The mediocre economic reality is also mirrored on the ASX. Notwithstanding a solid rally in 2024 (ASX 200 +11.4%) in anticipation of better times, the February’s earnings season was simply ‘mediocre’. In our view:
- F25 is likely to mark the third consecutive year where ASX 200 aggregate earnings decline (refer Chart 1).
- Margin pressure is apparent across most sectors. It’s now rare to find a company with positive jaws (revenue growth > cost growth), which is consistent with Ai Group’s analysis that demonstrates margins in 2024 were experiencing their steepest decline since the data commenced in 2001(1).
- Almost half the ASX 200 is ‘ex growth’, notably the banking sector (23.9% of ASX 200 market capitalisation) where earnings were higher in 2017 (almost a lost decade), the resources sector (16.7%) where commodity prices have drifted down while costs stepped up, and REITs (6.7%) which are contending with weak rental trends and higher funding costs and incentives.
Chart 1: Australian companies – Reported EPSg vs initial forecast (%YoY)

Source: Goldman Sachs.
A series of policy and economic ‘own goals’ have undermined investment and growth:
- Energy – Australia has abundant oil and gas resources, but due to regulatory bottlenecks we now have a gas shortage and surging prices. The idiocy of being both one of the world’s largest LNG exporters but now building LNG import terminals (given the shortage) is completely beyond belief.
- Productivity and Industrial Relations – these remain the Achilles heel of the economy and over time will undoubtedly erode our competitiveness and living standards.
- Bureaucracy, red tape and green tape – there are countless examples, but a few recent highlights include:
- 49% of the value of a house and land package in Australia is now taken up by taxes/regulatory and infrastructure charges(2) and it’s a staggering 106% higher since 2019.

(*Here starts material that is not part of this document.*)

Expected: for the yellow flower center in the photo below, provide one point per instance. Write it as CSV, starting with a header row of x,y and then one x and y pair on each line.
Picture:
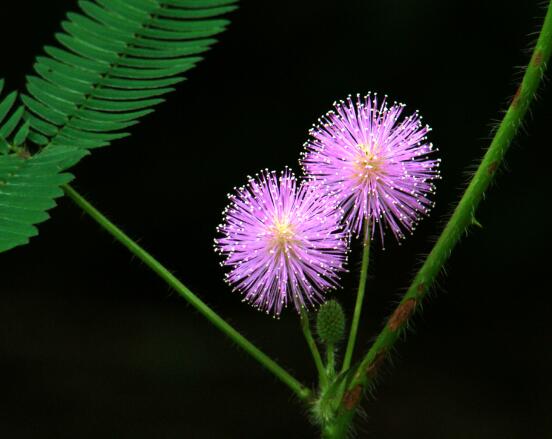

- The NBN – a tax funded asset (or liability?) – just spent $750m to upgrade the network and has added 100 subscribers (it would have been cheaper to give them a new home rather than a modem).
- Government largess and taxes – Australia is amongst the highest corporate tax collectors in the developed world and total taxes as a percentage of GDP are now at a record high. It’s a clear handbrake on both investment and prosperity.

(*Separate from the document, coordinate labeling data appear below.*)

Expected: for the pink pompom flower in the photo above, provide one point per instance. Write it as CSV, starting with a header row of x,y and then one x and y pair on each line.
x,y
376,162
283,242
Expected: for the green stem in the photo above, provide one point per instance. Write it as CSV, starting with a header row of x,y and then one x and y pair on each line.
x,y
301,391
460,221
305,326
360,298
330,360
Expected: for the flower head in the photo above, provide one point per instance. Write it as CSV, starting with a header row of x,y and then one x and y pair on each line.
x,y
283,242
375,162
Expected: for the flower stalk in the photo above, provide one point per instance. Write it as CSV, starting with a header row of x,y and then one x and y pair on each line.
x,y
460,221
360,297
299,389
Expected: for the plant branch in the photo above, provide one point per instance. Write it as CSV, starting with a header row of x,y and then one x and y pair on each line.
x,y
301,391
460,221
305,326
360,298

All of this results in weak confidence (business and consumer), an investment drought (refer Chart 2), risk aversion and tendency to reluctantly accept it. If you are wondering what happens if this persists, come visit Victoria!
Chart 2: Private business investment share of GDP down 30-40% since 2012

Source: ABS, YarraCM.
This risk aversion and lack of investment becomes self-fulfilling and it perpetuates the ASX 200’s lack of earnings growth (at an aggregate level, some companies are prospering). To the extent we hear about companies investing heavily it tends to be outside of Australia – take the hint Canberra, capital is mobile. We note with interest that Woodside and Orica are investing heavily in the US, Rio Tinto and BHP in Latin America and easier places to do business such as Mongolia.
Breaking out of this cycle requires vision, courage and execution. The examples are few and far between in corporate Australia, but they are there. Origin Energy’s (ASX: ORG) contrarian investment in Octopus Energy is one brave and successful example, as was Bluescope’s (ASX: BSL) investment to expand US steel capacity over the last five years. It is apparent to us in our engagements with companies that Boards and CEOs often appear overwhelmed with ASX listing guidelines, proxy advisers, ESG reporting, and peer and reputational risk. Like most investors, we would welcome a renewed focus on generating strong long-term shareholder returns.
At Yarra we are actively seeking ambitious companies that intelligently pursue growth rather than simply harvesting dividends and flying below the radar. Given the macro malaise we describe, our best ideas currently either have large offshore business interests or can benefit from micro trends and self-help. Recent additions and high conviction positions in our portfolios include Treasury Wine Estates (ASX: TWE), Woodside (ASX: WDS) and APA (ASX: APA).